Besides context, something else that also makes a content audit powerful is your ability to identify and analyze notable outliers.

As a content designer, a lot of people expect you to focus exclusively on the words. Don’t do that. Focus on the user need and finding the best possible way to deliver that information whether that’s reducing the number of words, introducing a new content format (like a map), or something else.

From Sarah Winters’ book Content Design:

“What they need, however, is a series of easy-to-follow steps to get them out of debt–which may not be quick or easy at all. It’s not what the person wants, but it is what they need. A content designer will think about the best possible way to deliver information to the indebted person. Perhaps that might mean using video, or an online debt repayments calculator. Those are pieces of content that might meet the need, but in many organisations, creating them will be the responsibility of a completely different team. So a content design approach will take that into account, and the work might involve building relationships with teams you’ve not worked with before.”

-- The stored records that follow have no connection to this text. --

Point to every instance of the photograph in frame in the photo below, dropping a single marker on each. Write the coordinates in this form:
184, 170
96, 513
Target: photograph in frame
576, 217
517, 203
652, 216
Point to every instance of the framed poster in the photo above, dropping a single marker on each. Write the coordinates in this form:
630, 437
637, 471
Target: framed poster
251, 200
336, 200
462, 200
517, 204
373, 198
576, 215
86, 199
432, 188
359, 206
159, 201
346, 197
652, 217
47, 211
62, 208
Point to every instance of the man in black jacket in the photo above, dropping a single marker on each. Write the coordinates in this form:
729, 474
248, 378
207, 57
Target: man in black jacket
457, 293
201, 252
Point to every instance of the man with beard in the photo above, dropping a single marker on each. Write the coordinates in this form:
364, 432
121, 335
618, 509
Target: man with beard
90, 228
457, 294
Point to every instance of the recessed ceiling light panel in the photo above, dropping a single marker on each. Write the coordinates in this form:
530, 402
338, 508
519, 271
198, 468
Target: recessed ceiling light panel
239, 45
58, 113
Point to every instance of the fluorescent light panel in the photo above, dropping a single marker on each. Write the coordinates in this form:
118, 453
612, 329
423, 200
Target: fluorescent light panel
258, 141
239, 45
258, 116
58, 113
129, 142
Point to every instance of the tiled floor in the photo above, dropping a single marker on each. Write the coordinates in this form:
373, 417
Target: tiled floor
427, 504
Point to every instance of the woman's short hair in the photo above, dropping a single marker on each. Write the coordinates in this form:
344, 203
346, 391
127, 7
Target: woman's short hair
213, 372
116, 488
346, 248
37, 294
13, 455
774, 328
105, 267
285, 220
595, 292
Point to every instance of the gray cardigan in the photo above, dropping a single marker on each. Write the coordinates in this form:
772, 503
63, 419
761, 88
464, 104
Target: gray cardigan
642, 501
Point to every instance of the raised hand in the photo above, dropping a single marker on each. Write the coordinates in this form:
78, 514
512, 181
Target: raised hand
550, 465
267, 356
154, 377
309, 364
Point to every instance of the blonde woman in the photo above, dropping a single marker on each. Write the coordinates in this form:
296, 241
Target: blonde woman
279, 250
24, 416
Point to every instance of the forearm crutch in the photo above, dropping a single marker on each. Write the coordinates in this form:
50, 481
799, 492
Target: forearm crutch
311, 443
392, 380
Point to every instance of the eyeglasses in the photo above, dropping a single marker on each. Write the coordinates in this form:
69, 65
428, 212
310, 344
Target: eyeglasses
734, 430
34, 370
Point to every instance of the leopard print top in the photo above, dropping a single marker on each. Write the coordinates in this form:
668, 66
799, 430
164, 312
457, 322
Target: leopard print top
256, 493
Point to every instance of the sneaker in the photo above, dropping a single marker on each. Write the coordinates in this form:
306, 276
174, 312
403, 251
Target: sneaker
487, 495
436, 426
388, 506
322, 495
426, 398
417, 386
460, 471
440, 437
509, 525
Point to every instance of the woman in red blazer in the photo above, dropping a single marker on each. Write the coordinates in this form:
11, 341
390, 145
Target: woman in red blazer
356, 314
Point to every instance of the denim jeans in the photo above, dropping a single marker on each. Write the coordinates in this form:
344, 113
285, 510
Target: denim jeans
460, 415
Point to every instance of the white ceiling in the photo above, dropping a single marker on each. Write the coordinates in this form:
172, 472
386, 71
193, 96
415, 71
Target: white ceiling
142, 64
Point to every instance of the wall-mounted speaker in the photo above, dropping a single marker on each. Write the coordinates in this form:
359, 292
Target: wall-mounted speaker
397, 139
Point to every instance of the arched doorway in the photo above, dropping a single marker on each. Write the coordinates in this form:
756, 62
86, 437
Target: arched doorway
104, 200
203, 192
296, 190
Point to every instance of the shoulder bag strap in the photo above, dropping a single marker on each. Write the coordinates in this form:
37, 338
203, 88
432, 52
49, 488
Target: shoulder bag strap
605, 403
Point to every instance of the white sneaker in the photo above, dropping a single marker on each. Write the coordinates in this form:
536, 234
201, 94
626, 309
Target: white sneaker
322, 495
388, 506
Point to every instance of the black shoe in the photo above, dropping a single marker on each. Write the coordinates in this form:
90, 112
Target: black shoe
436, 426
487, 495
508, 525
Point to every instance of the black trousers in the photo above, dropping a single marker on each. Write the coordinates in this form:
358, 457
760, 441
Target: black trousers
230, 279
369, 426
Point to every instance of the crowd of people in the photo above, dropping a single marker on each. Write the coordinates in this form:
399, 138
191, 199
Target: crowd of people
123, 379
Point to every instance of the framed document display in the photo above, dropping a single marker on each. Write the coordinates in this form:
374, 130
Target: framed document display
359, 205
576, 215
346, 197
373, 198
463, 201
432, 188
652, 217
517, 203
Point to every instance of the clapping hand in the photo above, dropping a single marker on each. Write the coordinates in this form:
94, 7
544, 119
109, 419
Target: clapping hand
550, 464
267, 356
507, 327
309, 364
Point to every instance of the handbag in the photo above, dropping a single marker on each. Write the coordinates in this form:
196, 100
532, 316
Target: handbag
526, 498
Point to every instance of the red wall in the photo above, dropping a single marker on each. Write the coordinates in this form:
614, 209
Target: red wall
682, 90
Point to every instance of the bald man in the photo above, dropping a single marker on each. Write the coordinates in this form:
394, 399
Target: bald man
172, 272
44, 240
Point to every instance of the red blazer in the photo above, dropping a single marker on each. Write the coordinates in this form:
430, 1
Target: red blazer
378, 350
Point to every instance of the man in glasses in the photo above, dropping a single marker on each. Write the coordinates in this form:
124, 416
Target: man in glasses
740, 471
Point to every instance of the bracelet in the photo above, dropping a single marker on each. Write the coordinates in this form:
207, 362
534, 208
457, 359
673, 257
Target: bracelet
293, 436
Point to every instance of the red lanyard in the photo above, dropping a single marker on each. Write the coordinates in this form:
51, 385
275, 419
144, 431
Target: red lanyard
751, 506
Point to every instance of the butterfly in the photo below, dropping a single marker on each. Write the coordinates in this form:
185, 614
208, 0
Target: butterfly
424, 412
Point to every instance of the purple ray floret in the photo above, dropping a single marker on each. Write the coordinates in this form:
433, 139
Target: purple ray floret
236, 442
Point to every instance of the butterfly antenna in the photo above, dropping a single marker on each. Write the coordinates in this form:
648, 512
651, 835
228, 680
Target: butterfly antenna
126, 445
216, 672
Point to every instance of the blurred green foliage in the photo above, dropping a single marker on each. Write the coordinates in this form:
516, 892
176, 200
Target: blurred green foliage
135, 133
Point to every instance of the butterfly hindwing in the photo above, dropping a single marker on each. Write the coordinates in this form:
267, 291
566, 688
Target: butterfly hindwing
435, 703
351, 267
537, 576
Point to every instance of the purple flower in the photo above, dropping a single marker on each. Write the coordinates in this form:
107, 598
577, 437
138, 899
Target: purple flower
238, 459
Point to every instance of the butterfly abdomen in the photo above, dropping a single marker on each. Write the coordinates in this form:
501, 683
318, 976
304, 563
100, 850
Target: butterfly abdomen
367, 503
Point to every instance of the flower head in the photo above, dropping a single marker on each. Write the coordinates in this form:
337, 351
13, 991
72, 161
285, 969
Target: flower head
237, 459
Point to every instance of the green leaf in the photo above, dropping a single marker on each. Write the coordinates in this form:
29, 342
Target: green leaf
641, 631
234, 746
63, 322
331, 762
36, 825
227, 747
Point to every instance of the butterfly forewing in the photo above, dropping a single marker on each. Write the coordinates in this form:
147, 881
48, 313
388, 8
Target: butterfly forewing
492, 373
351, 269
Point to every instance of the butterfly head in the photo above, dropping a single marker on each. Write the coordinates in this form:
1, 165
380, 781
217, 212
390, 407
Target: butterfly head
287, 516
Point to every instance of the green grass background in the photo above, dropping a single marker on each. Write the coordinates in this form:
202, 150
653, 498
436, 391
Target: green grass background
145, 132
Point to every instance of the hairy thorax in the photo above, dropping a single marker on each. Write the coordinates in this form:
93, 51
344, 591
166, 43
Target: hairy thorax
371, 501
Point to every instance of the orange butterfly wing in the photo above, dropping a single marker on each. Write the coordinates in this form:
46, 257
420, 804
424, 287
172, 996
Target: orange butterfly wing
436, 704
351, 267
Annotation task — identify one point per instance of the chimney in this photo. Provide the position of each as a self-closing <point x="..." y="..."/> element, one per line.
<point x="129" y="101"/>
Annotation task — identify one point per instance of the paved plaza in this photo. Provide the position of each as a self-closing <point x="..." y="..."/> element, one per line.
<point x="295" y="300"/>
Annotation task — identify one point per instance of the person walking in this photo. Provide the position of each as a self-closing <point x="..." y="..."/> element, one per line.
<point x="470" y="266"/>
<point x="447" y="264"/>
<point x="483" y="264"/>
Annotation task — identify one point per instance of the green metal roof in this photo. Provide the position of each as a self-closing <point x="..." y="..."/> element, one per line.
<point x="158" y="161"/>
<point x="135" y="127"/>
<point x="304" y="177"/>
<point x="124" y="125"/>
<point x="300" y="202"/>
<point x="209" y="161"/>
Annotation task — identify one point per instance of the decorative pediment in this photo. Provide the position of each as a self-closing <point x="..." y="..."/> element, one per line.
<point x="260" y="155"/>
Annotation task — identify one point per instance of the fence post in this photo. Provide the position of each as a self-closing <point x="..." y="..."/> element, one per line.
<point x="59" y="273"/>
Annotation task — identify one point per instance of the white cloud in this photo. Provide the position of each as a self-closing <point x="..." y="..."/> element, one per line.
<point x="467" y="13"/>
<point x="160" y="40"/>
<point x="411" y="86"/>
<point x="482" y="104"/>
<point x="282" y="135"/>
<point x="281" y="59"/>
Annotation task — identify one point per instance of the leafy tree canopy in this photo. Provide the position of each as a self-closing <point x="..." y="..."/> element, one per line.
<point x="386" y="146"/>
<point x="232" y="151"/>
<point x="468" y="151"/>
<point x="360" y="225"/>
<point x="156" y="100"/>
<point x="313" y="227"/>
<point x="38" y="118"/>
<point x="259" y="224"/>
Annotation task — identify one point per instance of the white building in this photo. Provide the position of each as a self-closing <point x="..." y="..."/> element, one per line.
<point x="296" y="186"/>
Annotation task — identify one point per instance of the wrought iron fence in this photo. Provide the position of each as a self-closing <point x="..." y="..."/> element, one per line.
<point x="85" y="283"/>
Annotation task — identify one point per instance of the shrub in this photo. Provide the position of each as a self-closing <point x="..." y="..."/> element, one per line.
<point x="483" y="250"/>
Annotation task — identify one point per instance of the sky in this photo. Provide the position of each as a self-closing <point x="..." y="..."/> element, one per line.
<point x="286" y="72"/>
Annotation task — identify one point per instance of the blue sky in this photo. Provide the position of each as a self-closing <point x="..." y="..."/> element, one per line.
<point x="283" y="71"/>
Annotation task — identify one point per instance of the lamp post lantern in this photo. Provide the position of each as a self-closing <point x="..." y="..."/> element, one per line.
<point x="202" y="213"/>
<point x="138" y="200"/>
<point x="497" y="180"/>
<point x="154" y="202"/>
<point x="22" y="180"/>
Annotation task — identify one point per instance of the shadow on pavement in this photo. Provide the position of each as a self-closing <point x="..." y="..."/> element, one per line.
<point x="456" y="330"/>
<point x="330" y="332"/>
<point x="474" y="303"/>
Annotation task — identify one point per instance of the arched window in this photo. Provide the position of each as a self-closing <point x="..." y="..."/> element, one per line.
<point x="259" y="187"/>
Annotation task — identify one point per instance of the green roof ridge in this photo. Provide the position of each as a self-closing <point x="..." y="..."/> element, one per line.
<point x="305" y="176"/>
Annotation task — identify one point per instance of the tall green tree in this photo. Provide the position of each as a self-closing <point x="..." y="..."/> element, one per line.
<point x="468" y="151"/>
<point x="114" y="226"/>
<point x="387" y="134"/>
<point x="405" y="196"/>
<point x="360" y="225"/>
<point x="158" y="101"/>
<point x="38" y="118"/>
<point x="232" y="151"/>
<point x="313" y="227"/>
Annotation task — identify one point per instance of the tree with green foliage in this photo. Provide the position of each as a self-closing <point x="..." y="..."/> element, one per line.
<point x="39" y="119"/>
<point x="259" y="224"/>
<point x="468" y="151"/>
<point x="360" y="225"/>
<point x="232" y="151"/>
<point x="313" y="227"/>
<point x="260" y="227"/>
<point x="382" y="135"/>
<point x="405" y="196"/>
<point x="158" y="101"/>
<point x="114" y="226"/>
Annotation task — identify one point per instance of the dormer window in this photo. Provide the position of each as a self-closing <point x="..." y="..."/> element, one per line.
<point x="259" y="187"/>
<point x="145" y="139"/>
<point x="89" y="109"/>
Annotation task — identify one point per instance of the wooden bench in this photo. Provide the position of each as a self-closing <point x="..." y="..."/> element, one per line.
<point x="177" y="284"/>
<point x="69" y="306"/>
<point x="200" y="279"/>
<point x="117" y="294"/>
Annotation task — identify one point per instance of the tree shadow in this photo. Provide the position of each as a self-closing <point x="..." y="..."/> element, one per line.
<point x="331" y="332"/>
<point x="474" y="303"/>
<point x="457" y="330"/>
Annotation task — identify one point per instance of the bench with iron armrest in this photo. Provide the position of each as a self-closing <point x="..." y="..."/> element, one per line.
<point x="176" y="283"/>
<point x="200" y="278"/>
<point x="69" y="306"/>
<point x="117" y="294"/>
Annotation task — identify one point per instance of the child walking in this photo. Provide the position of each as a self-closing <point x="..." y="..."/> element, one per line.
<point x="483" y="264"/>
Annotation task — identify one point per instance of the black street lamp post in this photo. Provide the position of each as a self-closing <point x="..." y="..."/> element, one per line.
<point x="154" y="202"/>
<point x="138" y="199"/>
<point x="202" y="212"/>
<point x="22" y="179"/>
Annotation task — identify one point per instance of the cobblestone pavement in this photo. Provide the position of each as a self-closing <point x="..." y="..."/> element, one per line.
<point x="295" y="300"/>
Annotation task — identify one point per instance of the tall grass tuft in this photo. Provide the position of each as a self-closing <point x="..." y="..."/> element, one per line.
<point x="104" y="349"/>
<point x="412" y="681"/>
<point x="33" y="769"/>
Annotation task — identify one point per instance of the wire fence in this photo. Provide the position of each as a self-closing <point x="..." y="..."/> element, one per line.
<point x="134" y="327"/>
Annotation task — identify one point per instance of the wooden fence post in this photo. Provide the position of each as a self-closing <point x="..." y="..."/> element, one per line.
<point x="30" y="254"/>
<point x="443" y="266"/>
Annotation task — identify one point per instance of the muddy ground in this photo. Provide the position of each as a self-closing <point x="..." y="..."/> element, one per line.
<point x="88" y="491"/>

You can divide the content issues or improvements you’ve found, dividing by impact, time/effort needed to fix, and responsible team members.

To summarize, a content inventory and audit:

  • provide a clear, full picture of your content
  • provide user-centric, impactful tasks for your team to work on
  • are fun if you also find categorizing information and untangling messes exciting like I do
  • make it easier to tackle problems (since you’re actually aware of them)
  • help identify opportunities for structured content

To wrap up, have you ever sent an email saying something like “I’ve attached my resume for your consideration” only to realize you didn’t? I’ve been there. One day, someone at Google realized this happens a lot and now Gmail shows you this confirmation dialog box.

Gmail error message screenshot: It seems like you have forgotten to attach a file. You wrote "find attached" in your message, but there are no files attached. Send anyway?

I don’t know that a content designer was involved in this, but this is a good example of issues you can identify by auditing common pages or user flows. There are ways you can help, money to be made, user frustration you can prevent, and just more ✨ delight ✨  you can add to the world through your work.